# 3mm warm white LEDs for buildings and rolling stock



## pimanjc (Jan 2, 2008)

I just bought a set of 100 LED warm white Christmas lights from Sam's Club for $12.99. These are 3mm-2v LEDs. The color when taken out of the diffuser is about the same as incandescent bulbs. The diffusers might be use in the ceilings of passenger cars to distribute the light more evenly. I plan on using these with a resistor to make mars lights and light some buildings.


JimC.


----------



## vsmith (Jan 2, 2008)

I assume these are plug in, wonder if they could be used with 2 or 4 AA batteries?


----------



## pimanjc (Jan 2, 2008)

Rated at 2v, I assume they would work with one 1.5v alcaline, or two 1.2v rechargables. I plan on putting a 1000olm resister in series with them [in trains] and run at track or RC battery voltage. I might set up several in series and run them off a six volt battery for a structure.

JimC.


----------



## weaverc (Jan 2, 2008)

Warm white LEDs are called Yeloglo and can be obtained from Miniatronics in either 3 or 5 mm diameter. 
http://www.miniatronics.com/Merchant2/merchant.mvc?Screen=CTGY&Category_Code=6_4

The rules of thumb for resistor use with Yeloglo LEDs are:
3 v no resistor
4-9v v use a 270 ohm restistor
10-16 v use a 470 ohm resistor

With a Blue white LED, use:
3 v no resistor 
5 volts or more use a 560 ohm resistor
A good 3v source is a CR 2032 coin battery.
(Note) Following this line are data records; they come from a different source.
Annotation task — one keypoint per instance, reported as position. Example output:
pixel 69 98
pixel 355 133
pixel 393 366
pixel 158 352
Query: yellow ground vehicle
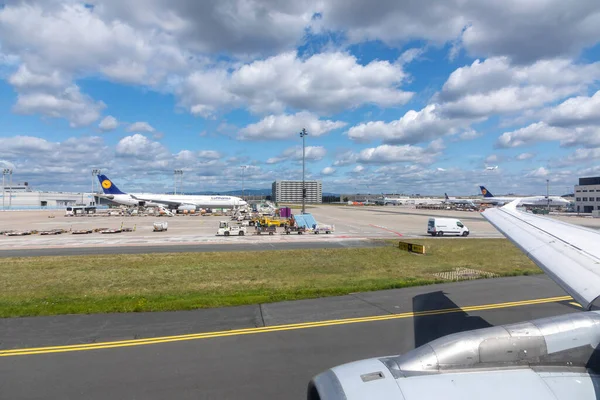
pixel 269 221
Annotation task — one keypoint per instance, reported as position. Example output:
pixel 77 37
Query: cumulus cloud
pixel 491 158
pixel 524 156
pixel 209 154
pixel 140 147
pixel 511 28
pixel 495 86
pixel 288 126
pixel 542 132
pixel 323 83
pixel 312 153
pixel 413 127
pixel 540 172
pixel 328 171
pixel 108 123
pixel 576 111
pixel 70 103
pixel 140 126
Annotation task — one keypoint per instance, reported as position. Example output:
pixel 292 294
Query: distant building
pixel 21 196
pixel 291 191
pixel 587 195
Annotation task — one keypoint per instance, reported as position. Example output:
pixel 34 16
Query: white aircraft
pixel 550 358
pixel 178 202
pixel 453 200
pixel 555 201
pixel 391 200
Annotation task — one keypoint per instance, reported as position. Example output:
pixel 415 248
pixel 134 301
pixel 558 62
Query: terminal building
pixel 587 195
pixel 291 191
pixel 22 197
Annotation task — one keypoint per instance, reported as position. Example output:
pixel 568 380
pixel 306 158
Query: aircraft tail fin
pixel 485 192
pixel 108 186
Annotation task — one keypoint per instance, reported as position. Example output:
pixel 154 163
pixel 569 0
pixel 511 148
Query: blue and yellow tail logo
pixel 485 192
pixel 107 186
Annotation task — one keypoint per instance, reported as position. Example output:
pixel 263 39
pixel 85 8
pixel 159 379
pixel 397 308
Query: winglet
pixel 512 206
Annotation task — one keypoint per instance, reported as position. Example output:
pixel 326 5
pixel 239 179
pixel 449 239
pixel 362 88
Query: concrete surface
pixel 267 365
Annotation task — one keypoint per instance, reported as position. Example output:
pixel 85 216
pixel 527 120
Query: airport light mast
pixel 243 172
pixel 95 173
pixel 548 193
pixel 303 135
pixel 178 175
pixel 6 171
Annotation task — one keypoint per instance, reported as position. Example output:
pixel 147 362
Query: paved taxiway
pixel 255 353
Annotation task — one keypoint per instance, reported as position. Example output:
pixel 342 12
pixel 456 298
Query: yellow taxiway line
pixel 275 328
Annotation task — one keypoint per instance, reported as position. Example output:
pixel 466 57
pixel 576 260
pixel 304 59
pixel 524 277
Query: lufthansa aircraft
pixel 550 358
pixel 177 201
pixel 488 197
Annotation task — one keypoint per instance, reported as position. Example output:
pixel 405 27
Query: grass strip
pixel 181 281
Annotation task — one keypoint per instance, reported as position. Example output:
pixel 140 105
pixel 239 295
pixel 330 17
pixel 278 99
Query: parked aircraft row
pixel 488 198
pixel 174 201
pixel 549 358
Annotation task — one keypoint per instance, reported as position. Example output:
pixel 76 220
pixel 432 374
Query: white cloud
pixel 323 83
pixel 209 154
pixel 495 86
pixel 413 127
pixel 522 30
pixel 345 158
pixel 524 156
pixel 469 134
pixel 491 158
pixel 140 126
pixel 328 171
pixel 140 147
pixel 312 153
pixel 108 123
pixel 576 111
pixel 390 154
pixel 540 172
pixel 70 103
pixel 580 156
pixel 542 132
pixel 288 126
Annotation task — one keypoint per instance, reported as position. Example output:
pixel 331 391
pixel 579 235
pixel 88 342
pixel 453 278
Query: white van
pixel 446 226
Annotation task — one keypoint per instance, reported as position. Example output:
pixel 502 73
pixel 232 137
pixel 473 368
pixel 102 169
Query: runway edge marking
pixel 275 328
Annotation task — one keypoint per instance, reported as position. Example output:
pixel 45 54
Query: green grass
pixel 181 281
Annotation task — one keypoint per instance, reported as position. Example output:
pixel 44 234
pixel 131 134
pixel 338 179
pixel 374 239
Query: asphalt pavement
pixel 187 248
pixel 251 352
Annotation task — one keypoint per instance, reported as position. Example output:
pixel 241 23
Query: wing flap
pixel 569 254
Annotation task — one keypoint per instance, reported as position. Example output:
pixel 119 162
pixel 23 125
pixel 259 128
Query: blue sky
pixel 395 97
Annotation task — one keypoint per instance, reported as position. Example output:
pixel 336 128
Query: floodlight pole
pixel 303 135
pixel 548 193
pixel 243 172
pixel 3 187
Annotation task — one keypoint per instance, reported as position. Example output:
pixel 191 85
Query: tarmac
pixel 250 352
pixel 352 224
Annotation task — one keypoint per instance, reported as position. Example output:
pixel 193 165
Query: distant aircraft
pixel 556 201
pixel 547 358
pixel 178 201
pixel 453 200
pixel 391 200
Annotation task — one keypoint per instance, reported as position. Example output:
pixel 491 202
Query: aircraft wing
pixel 569 254
pixel 160 201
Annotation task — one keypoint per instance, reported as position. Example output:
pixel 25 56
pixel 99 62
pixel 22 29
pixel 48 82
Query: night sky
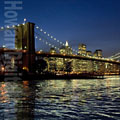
pixel 95 23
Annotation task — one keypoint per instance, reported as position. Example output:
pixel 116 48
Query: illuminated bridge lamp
pixel 25 68
pixel 2 68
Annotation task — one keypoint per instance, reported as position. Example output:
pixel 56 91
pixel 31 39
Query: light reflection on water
pixel 84 99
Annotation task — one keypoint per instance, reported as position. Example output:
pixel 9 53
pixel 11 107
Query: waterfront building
pixel 66 49
pixel 98 53
pixel 82 49
pixel 52 50
pixel 88 53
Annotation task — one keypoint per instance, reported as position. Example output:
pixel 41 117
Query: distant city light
pixel 25 19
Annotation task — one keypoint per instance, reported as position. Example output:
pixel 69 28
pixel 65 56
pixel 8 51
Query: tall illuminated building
pixel 98 53
pixel 82 49
pixel 24 37
pixel 52 50
pixel 66 49
pixel 88 53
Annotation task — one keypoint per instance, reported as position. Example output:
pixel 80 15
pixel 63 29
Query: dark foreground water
pixel 97 99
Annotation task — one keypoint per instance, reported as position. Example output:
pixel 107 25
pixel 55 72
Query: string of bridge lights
pixel 41 30
pixel 12 26
pixel 46 42
pixel 51 37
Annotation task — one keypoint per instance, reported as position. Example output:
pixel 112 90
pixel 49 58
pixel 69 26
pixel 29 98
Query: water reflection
pixel 61 99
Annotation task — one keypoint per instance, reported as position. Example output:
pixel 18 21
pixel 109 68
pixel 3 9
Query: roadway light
pixel 25 19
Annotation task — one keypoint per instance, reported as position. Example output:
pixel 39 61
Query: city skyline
pixel 95 24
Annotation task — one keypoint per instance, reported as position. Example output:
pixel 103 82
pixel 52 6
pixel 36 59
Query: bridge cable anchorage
pixel 46 42
pixel 61 43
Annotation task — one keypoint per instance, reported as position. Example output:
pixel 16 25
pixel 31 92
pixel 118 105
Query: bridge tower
pixel 24 40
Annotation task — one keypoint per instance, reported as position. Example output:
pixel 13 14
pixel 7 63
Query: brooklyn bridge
pixel 62 60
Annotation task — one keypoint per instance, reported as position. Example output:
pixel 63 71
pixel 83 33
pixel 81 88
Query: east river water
pixel 81 99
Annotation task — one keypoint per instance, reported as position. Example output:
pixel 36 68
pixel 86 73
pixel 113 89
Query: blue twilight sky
pixel 93 22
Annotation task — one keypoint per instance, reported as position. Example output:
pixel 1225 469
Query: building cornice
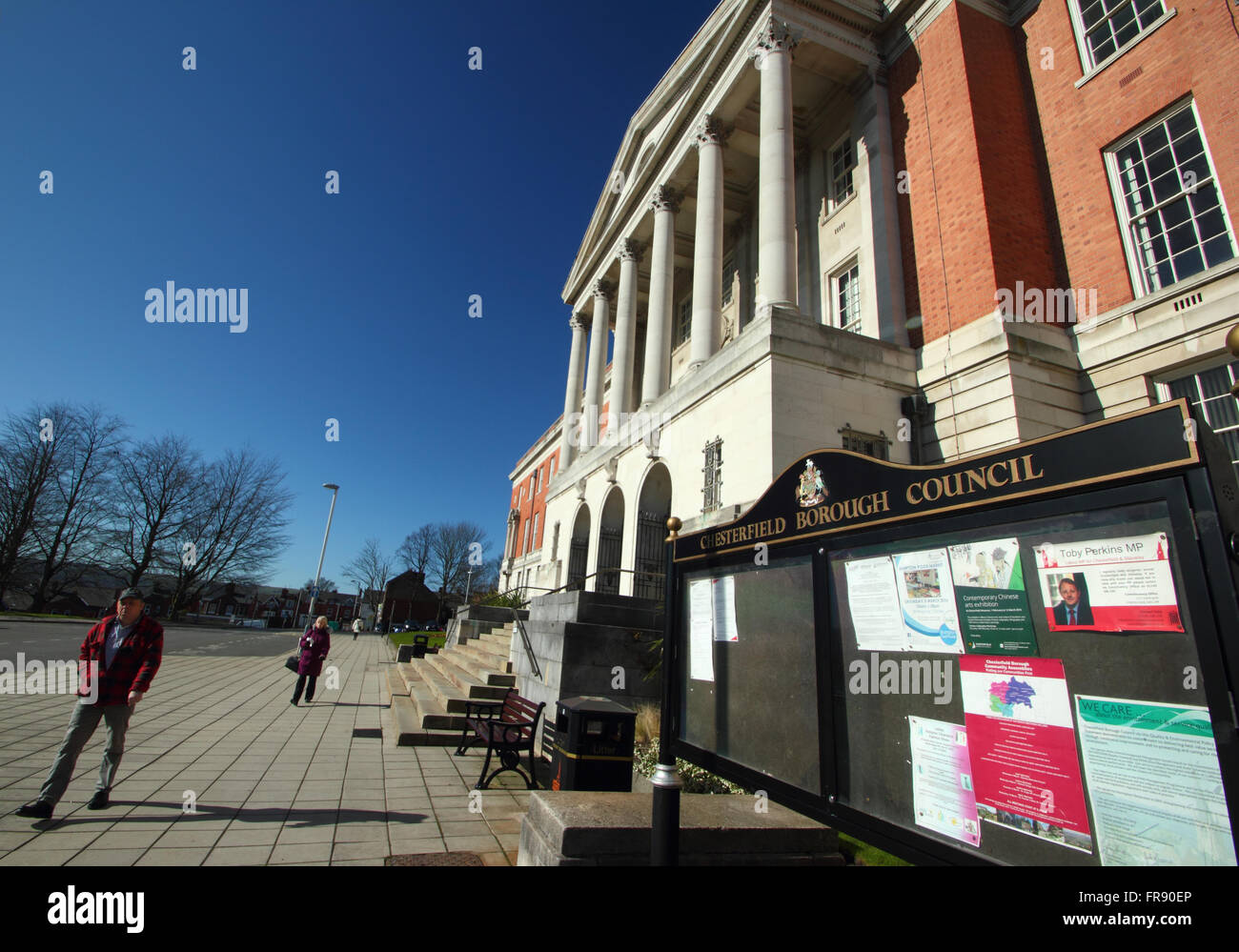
pixel 697 83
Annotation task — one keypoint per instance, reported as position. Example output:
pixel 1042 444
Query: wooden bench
pixel 507 728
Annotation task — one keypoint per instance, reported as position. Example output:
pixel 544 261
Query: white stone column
pixel 573 395
pixel 626 331
pixel 599 331
pixel 707 244
pixel 776 190
pixel 664 203
pixel 872 106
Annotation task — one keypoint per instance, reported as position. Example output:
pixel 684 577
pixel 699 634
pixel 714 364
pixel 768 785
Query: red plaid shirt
pixel 134 664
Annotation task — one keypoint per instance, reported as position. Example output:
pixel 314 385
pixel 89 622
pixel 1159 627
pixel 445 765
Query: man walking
pixel 119 658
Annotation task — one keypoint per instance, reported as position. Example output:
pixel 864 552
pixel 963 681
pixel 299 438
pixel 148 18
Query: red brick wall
pixel 533 502
pixel 1196 52
pixel 974 214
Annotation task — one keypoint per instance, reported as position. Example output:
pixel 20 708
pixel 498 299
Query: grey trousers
pixel 83 723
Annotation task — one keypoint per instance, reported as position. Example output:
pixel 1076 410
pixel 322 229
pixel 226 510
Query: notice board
pixel 1014 658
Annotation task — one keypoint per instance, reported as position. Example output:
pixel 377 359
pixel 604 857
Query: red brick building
pixel 918 230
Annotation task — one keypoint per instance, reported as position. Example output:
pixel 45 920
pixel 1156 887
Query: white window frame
pixel 1089 65
pixel 1140 283
pixel 838 201
pixel 838 317
pixel 684 306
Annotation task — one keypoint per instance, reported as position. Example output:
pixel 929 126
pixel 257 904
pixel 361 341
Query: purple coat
pixel 315 646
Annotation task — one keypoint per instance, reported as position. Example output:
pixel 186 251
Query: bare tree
pixel 416 549
pixel 234 528
pixel 70 535
pixel 28 468
pixel 457 547
pixel 372 571
pixel 156 482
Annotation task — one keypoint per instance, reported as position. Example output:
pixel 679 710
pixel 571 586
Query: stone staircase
pixel 429 695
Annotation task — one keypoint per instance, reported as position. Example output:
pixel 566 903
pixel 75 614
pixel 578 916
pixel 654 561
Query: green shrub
pixel 697 780
pixel 509 598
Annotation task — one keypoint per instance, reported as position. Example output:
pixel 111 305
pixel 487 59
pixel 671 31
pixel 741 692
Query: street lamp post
pixel 322 555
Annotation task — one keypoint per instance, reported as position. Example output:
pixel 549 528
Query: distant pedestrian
pixel 118 662
pixel 315 645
They last a long time and are small


An excellent source for LED information and wirinig diagrams can be found at:
http://www.bpesolutions.com/atechnical/LEDInfo.pdf


----------



## Torby (Jan 2, 2008)

If the diffusers are too big, go to Michael's or Hobby Lobby and pick out some clear beads. 

I glued LED's into beads and put sequins as reflectors.


----------



## pimanjc (Jan 2, 2008)

Carl,
I typically run 18v to 24v. That's why the 1000olm resistor.
JimC.


----------



## Dan Pierce (Jan 2, 2008)

Always use a resistor with LED's to limit the current as they will short out. 
On a AAA battery 1 amp is available and the led can burn plastic. 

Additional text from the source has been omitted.